F6 This transaction was executed in multiple trades at prices ranging from $317.27 to $318.205. The price reported above reflects the weighted average sale price. The Reporting Person hereby undertakes to provide upon request to the SEC staff, the issuer or a security holder of the issuer full information regarding the number of shares and prices at which the transaction was effected.
F7 This transaction was executed in multiple trades at prices ranging from $318.31 to $318.555. The price reported above reflects the weighted average sale price. The Reporting Person hereby undertakes to provide upon request to the SEC staff, the issuer or a security holder of the issuer full information regarding the number of shares and prices at which the transaction was effected.
F8 These shares are held by The Potomac Trust, dated 9/21/2001, of which the Reporting Person is a co-trustee. The Reporting Person disclaims Section 16 beneficial ownership over the securities reported herein except to the extent of his pecuniary interest therein, if any, and this report shall not be deemed an admission that the Reporting Person is the beneficial owner of such securities for Section16 or any other purpose.
F9 These shares are held by The Potomac 2011 Irrevocable Trust, of which the Reporting Person is a co-trustee. The Reporting Person disclaims Section 16 beneficial ownership over the securities reported herein except to the extent of his pecuniary interest therein, if any, and this report shall not be deemed an admission that the Reporting Person is the beneficial owner of such securities for Section16 or any other purpose.
F10 These holdings have been updated to reflect 190,880 shares that have been distributed by the Accel Leaders Fund L.P. to the limited partners or members of the distributing entity for no consideration.
F11 These shares are held by Accel Leaders Fund L.P. Accel Leaders Fund Associates L.L.C. ("Accel Leaders Fund GP") is the general partner of Accel Leaders Fund L.P. (the "Accel Leader Fund Entity").Accel Leaders Fund GP has sole voting and dispositive power with regard to the shares held by the Accel Leaders Fund Entity. The Reporting Person is one of six Managing Members of Accel LeadersFund GP, who share voting and dispositive powers over the shares held by the Accel Leaders Fund Entity. Each of such Managing Members, the Reporting Person and Accel Growth Fund II GP disclaimsSection 16 beneficial ownership over the securities reported herein except to the extent of its pecuniary interest therein, if any, and this report shall not be deemed an admission that any such ManagingMember, the Reporting Person or Accel Leaders Fund GP is the beneficial owner of such securities for Section 16 or any other purpose.
F12 These holdings have been updated to reflect 9,120 shares that have been distributed by the Accel Leaders Fund Investors 2016 L.L.C. to the limited partners or members of the distributing entity for no consideration.
F13 These shares are held by Accel Leaders Fund Investors 2016 L.L.C. The Reporting Person is one of six Managing Members of Accel Leaders Fund Investors 2016 L.L.C. who share voting and dispositive powers over such shares. Each of such Managing Members and the Reporting Person disclaims beneficial ownership over the securities herein except to the extent of their pecuniary interest therein, if any, and this report shall not be deemed an admission that any such Managing Member or the Reporting Person is the beneficial owner of such securities for Section 16 or any other purpose.
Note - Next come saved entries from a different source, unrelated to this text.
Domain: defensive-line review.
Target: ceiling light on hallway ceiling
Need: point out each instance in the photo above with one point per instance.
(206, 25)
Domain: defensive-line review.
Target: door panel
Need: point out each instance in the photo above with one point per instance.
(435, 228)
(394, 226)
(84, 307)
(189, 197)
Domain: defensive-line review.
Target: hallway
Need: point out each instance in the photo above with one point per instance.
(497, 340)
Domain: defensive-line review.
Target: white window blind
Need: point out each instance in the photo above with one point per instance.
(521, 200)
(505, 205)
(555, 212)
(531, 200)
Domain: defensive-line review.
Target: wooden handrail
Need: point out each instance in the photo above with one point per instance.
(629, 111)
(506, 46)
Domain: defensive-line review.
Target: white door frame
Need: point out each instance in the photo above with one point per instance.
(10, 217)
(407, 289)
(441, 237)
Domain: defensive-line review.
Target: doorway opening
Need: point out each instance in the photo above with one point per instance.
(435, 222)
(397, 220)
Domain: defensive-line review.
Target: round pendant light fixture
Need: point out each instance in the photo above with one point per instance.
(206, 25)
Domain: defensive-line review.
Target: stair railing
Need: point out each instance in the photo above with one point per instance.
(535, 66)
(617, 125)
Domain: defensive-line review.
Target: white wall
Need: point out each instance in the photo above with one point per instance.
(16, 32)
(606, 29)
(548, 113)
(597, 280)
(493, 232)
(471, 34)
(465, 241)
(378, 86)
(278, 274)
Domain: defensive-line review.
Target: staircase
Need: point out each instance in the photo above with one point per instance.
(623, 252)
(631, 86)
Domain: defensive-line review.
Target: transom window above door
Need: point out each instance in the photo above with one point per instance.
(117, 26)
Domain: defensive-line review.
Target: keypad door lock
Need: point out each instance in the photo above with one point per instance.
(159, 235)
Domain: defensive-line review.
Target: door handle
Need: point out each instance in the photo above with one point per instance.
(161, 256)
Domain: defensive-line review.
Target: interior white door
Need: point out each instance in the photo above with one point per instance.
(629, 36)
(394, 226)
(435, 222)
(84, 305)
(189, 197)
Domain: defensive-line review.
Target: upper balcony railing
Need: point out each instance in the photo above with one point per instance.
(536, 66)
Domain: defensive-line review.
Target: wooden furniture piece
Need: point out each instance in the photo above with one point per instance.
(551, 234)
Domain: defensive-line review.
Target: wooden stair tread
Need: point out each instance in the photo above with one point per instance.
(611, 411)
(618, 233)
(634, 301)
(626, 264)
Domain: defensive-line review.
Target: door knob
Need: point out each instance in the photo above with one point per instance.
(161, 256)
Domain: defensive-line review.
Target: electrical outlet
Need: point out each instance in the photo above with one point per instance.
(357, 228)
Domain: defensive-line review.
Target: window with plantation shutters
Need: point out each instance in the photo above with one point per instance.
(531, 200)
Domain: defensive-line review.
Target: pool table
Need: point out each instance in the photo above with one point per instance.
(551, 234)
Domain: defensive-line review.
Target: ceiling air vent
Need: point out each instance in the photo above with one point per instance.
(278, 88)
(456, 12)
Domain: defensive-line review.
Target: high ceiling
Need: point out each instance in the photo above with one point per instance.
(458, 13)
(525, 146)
F14 These shares are held by The Potomac 2011 Nonexempt Trust dated 10/31/2011, of which the Reporting Person is a co-trustee. The Reporting Person disclaims Section 16 beneficial ownership over the securities reported herein except to the extent of his pecuniary interest therein, if any, and this report shall not be deemed an admission that the Reporting Person is the beneficial owner of such securities for Section 16 or any other purpose.
F15 Includes shares to be issued in connection with the vesting of one or more RSUs.